Yussif Saidu

Personal information
- Date of birth: 14 June 2005 (age 21)
- Place of birth: Bamako, Mali
- Height: 1.84 m (6 ft 0 in)
- Position: Defensive midfielder

Team information
- Current team: Zaragoza
- Number: 33

Youth career
- 2023–2024: Dansoman Wise XI
- 2023–2024: → Zaragoza (loan)

Senior career*
- Years: Team / Apps / (Gls)
- 2024–2025: Dansoman Wise XI / 6 / (0)
- 2024–2025: → Zaragoza B (loan) / 8 / (0)
- 2025: → Zaragoza (loan) / 8 / (0)
- 2025–: Zaragoza / 31 / (1)

= Yussif Saidu =

Ghanaian footballer (born 2005)

Yussif Saidu (born 14 June 2005) is a Ghanaian footballer who plays as a defensive midfielder for Spanish club Real Zaragoza.

==Early life==
Born in Mali, Saidu moved to Ghana with part of his family at the age of six, as his parents separated.

==Career==
Saidu joined Real Zaragoza in September 2023, initially for the Juvenil squad, on loan from local side Dansoman Wise XI FC. His loan was renewed for a further year in July 2024, but bureaucratic issues prevented him to play for the reserves during the first half of the season.
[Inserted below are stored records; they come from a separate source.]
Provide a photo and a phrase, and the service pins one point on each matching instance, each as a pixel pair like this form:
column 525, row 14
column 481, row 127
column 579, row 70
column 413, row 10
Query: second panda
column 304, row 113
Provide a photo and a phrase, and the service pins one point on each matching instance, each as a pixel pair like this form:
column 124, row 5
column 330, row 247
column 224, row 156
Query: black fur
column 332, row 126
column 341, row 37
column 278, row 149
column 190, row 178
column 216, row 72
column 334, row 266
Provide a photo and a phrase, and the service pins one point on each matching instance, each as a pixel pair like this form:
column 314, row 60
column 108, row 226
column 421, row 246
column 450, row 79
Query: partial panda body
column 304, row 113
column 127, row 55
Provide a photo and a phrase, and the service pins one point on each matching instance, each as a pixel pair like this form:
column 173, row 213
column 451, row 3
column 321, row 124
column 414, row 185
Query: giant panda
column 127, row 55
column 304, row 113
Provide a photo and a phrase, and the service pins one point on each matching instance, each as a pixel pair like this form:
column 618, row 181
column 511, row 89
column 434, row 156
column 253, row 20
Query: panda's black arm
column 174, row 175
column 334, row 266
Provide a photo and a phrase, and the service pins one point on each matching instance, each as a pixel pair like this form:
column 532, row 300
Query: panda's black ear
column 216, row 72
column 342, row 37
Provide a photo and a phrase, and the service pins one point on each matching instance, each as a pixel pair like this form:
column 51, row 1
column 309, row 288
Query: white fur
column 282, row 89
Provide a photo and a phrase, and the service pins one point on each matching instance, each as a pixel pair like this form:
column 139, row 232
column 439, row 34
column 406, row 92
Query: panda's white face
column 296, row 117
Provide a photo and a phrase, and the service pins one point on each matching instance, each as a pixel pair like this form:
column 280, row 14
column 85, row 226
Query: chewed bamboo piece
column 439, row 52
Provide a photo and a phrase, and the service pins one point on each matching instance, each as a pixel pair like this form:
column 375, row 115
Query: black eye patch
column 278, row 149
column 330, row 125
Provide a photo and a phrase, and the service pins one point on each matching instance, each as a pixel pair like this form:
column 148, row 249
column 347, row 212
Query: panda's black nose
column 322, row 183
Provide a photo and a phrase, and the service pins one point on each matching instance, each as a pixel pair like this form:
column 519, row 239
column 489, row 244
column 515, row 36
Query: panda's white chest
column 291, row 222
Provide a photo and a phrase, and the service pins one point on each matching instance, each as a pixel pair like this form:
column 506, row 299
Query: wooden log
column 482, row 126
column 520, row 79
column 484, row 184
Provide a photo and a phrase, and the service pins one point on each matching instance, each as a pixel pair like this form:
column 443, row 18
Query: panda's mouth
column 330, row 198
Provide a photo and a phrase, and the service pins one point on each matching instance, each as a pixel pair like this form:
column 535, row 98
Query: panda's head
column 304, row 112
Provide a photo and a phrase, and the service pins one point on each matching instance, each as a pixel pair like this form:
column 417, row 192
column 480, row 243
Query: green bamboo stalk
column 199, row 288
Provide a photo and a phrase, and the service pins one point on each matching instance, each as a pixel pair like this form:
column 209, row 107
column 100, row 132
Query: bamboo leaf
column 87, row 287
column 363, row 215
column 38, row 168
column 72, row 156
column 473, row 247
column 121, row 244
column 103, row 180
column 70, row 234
Saidu made his senior debut with the B's on 12 January 2025, coming on as a second-half substitute in a 4–0 Segunda Federación home loss to UD Logroñés. In July, he was called up by manager Gabi to make the pre-season with the first team, and impressed while playing as a centre-back.

Saidu made his professional debut on 23 August 2025, replacing Dani Tasende in a 3–1 Segunda División home loss to FC Andorra. On 25 October, the Maños exercised the buyout clause on his contract, and he signed a permanent deal until 2030.